Mingus Matters
Sometimes the oldest friends are the best.
I’ve always used music to boost my spirits. But recently my mood had been so low that it seemed nothing in my music collection – or library as software insists on calling it – could lift the gathering gloom. Then as I was scanning the list of artists in iTunes it hit me: Mingus. He’d been one of my original obsessions, along with Miles and Coltrane. In my twenties, when I was starting my jazz collection in earnest, I listened to Mingus, Mingus, Mingus, Mingus, Mingus over and over. I bought a used vinyl copy of Mingus at Antibes at a shop on St. Marks back in ’91 or ’92, and I played it obsessively, pops and cracks and all (today some would call it a “pre-existing condition”). I acquired a lot more Mingus over the years, though certainly not everything – you have to have something left to discover later in life.

But for the last several years, I’d mostly been ignoring Charles Mingus as I expanded my musical vocabulary. Partly by necessity – for the past 10 years I’ve been reviewing records for a jazz magazine – but also simply to broaden my horizons.

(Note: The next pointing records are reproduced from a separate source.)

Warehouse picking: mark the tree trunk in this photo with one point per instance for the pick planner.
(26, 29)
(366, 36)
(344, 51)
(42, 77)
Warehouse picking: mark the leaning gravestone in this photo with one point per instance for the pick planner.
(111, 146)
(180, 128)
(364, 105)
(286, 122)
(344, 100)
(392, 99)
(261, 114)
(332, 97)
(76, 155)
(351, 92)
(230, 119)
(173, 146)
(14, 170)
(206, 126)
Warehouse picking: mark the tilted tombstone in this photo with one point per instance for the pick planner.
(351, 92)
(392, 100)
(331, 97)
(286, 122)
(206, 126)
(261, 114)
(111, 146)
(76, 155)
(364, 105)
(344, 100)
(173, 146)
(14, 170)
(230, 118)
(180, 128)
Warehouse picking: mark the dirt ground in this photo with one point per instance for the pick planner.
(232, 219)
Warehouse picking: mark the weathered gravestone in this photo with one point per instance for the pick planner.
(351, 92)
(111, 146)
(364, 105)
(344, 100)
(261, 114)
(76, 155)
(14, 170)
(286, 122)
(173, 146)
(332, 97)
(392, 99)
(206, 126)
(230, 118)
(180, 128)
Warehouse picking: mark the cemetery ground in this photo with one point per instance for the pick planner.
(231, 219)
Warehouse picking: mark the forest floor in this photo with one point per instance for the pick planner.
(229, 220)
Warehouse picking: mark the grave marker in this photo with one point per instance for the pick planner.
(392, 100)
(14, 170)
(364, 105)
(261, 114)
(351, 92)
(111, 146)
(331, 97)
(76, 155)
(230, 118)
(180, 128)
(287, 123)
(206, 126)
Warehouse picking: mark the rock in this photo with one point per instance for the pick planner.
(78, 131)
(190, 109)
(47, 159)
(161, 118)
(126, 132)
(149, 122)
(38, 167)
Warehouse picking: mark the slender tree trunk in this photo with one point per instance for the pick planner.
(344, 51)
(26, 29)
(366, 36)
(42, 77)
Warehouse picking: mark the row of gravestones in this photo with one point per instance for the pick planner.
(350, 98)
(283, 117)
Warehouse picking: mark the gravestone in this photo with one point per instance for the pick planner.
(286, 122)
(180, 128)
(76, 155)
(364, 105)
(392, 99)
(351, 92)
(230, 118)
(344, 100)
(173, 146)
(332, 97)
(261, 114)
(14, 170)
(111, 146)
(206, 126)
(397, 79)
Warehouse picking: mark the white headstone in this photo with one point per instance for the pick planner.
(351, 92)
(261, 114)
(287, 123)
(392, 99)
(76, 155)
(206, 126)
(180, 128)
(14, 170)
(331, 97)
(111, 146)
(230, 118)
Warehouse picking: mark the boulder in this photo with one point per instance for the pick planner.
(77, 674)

But when the darkness becomes visible, as William Styron would put it, you need to find light wherever you can. Last night I found it in Mingus at Antibes (a sparkling digital version – the old vinyl copy was great, but things change). Beginning with the exuberance of “Wednesday Night Prayer Meeting,” the fog slowly but surely began to lift. It helped that I was reading Jim Harrison’s The Raw and the Cooked along with the music (ostensibly about food, it’s really about navigating the minefield of existence, but that’s another story).

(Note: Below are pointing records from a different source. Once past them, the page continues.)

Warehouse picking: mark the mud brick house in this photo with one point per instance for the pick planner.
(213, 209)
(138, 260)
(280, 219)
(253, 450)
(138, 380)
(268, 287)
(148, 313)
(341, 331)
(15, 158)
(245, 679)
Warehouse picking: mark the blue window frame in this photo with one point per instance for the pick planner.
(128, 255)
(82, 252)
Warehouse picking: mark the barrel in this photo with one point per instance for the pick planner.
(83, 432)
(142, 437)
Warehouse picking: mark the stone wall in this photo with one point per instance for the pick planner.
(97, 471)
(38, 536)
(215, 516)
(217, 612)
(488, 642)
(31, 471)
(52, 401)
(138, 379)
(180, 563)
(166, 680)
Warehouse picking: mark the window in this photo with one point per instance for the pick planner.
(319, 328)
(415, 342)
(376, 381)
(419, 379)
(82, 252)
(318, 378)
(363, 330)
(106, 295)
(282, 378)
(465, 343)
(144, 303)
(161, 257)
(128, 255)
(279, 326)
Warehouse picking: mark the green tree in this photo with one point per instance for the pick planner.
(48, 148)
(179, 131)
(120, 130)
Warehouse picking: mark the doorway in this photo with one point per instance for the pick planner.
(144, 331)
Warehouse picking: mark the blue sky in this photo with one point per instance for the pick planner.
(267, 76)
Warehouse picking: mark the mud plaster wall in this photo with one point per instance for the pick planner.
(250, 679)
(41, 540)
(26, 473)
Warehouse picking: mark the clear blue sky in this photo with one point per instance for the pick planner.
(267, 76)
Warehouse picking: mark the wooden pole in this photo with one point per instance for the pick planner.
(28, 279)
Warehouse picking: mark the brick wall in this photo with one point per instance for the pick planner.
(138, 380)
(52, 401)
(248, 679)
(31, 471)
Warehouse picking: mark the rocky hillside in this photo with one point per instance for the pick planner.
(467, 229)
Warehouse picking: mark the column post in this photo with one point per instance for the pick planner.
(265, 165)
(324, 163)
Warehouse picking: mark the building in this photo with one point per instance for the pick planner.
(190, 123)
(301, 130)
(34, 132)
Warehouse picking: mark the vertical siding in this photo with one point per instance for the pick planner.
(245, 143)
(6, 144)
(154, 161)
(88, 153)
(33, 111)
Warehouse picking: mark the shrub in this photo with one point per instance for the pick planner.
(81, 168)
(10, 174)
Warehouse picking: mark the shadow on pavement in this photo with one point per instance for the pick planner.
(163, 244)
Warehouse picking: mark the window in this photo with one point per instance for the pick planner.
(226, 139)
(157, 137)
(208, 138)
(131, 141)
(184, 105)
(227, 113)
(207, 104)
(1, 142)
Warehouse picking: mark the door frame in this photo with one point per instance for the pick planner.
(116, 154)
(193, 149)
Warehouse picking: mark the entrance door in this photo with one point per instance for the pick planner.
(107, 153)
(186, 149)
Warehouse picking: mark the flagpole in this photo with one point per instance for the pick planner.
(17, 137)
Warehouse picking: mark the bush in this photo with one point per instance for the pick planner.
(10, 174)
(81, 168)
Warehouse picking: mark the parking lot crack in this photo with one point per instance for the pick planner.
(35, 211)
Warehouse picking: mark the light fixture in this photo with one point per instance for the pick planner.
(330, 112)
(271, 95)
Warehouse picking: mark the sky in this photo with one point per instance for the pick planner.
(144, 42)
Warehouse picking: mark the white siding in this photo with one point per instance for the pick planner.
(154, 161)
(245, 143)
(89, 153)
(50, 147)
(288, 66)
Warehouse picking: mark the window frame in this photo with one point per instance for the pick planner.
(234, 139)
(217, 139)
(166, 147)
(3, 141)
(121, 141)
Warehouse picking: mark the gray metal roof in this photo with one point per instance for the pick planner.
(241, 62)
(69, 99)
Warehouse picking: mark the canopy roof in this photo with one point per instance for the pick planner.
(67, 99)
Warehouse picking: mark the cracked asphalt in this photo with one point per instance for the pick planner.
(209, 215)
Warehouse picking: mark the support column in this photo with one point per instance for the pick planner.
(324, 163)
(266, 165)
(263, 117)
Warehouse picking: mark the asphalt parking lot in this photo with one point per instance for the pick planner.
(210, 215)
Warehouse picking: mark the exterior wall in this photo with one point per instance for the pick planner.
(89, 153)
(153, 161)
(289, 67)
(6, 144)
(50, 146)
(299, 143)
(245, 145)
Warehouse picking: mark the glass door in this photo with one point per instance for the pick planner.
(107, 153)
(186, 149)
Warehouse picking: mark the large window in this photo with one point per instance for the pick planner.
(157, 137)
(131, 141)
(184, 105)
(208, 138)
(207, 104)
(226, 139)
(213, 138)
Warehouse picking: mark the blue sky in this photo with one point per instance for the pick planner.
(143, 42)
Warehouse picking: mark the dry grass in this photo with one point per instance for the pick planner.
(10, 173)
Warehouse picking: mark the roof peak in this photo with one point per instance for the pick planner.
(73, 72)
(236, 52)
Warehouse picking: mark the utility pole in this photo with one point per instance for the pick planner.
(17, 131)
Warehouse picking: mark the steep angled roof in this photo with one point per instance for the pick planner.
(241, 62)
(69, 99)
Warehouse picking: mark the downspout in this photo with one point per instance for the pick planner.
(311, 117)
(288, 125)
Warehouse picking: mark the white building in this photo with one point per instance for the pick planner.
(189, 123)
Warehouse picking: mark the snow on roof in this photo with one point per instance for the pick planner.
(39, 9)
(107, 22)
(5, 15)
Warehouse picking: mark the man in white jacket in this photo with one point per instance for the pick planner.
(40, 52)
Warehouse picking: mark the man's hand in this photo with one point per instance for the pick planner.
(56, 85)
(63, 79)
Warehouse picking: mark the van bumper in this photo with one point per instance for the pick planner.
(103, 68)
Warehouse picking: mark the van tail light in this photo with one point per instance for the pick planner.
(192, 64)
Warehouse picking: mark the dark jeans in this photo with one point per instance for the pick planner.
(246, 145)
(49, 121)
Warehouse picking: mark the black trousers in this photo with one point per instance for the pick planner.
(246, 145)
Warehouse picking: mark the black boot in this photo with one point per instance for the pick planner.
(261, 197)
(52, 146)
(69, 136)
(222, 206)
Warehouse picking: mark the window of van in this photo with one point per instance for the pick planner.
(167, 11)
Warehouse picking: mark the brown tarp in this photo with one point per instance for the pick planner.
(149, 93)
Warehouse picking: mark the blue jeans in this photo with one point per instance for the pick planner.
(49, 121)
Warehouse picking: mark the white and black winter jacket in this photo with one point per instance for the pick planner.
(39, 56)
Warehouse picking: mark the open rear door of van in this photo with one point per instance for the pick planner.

By the time I got to “I’ll Remember April,” almost everything seemed brighter. I’d played that one over and over back in the turntable days. It’s the one with Bud Powell sitting in on piano. Of course, I’ve heard many other versions of that song, and while some are probably better, this one is still my favorite.
That record, like all of Mingus’ music, seemed so wild to me back then. But, like all of Mingus’ music, it got under my skin and stayed there.
A reminder for myself: Even when you get low, dig down deeper. Find what’s been stuck under your skin. Use it to crawl out of the abyss.